A tense drama unfolded this week with the virtual shutdown of vital government agencies: the Commodity Futures Trading Commission, the Consumer Financial Protection Bureau, the National Labor Relations Board, the Equal Employment Opportunity Commission, as well as many other such federal agencies. Without them, the Founding Fathers could not have imagined the republic.
Even if fewer than one-fourth of federal personnel are furloughed, many Americans expressed fear and outrage. “Babies will soon be dying in the streets,” complained a distressed mother while drinking her latte at Starbucks. Many taxpayers were similarly dismayed by the shutdown of IRS audits. “How can I maintain my blood pressure at a safe level when I know that the IRS will not audit me?” asked a Massachusetts patriot. “If I need surgery,” he added, “I don’t even know if the surgeon general will operate on me.”
President Obama, who knows that government and the economy are one and the same thing, declared that America was victim of an “economic shutdown.” Sen. Dianne Feinstein (D-CA) echoed him by referring to the situation as a “shutdown of the solar system and even the Milky Way.” Her colleague Sen. Tammy Baldwin (D-WI) was not happy with the hyperbole: “Don’t attack my state,” she quipped.
Another outraged senator remarked that “our Founding Fathers never intended Congress to refuse rubber-stamping the administration’s budget plans.”
The National Security Administration is, along with the Securities and Exchange Commission, among the agencies that stayed open. (In another sense of the word, the NSA has also been a bit more open since Edward Snowden revealed some of its dirty secrets.) Despite reduced personnel, the NSA will dutifully continue to monitor the citizens of the freest country in the free world. Similarly, the secret court is expected to continue issuing its secret rulings for secret eyes only.
The D.C. establishment is also happy that the armed forces were spared furloughs. They will continue to stand guard, as always, to protect the life, liberty, and pursuit of happiness of Americans on American soil.
Although many services to the public are shut down, federal law enforcement is expected to continue with its usual viciousness. Hunters can’t purchase their required hunting licenses to hunt migratory birds, but they will be charged with poaching if they hunt without the feds’ permission.
The government capacity to make door-to-door searches will not be affected. And the ratio of militarized police to hunted suspects will remain around 5,000-to-1.
Meanwhile, senators and representatives are going for each other’s throats in raw debates, suggesting to the outside observer that the rule of law has become the lure of raw.
A few extremists, however, are happy with the shutdown. A housewife in rural Massachusetts, who refused to give her name and to answer questions by phone or email, said, “It’s about time they get shut down. They don’t miss an opportunity to put us in lockdown.” In Deer Trail, Colo., one of the proponents of municipal licenses to shoot down government drones declared that “what we need is not the government to shut down but to be shot down.”
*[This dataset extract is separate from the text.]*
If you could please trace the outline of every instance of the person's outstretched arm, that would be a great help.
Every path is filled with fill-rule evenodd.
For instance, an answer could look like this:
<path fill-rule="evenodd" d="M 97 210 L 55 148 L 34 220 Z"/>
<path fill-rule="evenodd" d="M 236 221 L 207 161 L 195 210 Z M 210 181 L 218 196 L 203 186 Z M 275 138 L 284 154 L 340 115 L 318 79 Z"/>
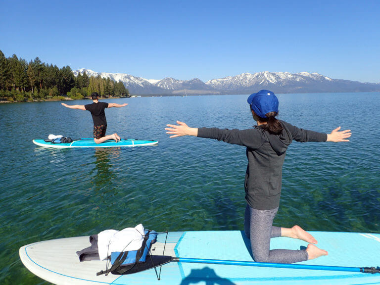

One American who expressed disappointment was Joe Jefferson of Austin, Texas. Young, black, and trying to make ends meet in the drug market created by government prohibition, Jefferson knew he was bound to be arrested and jailed at some point. He was shocked, however, that it would happen just when the government had been shut down.
Carried away in shackles from the court to start serving his 10-year sentence for selling a few ounces of pot, he shouted to the crowd: “How can they do this when the government has shut down? Were they lying once again?”
This newspaper is closely monitoring the situation, including the more serious debt-ceiling issue, and will report regularly to its readers in the Galaxy.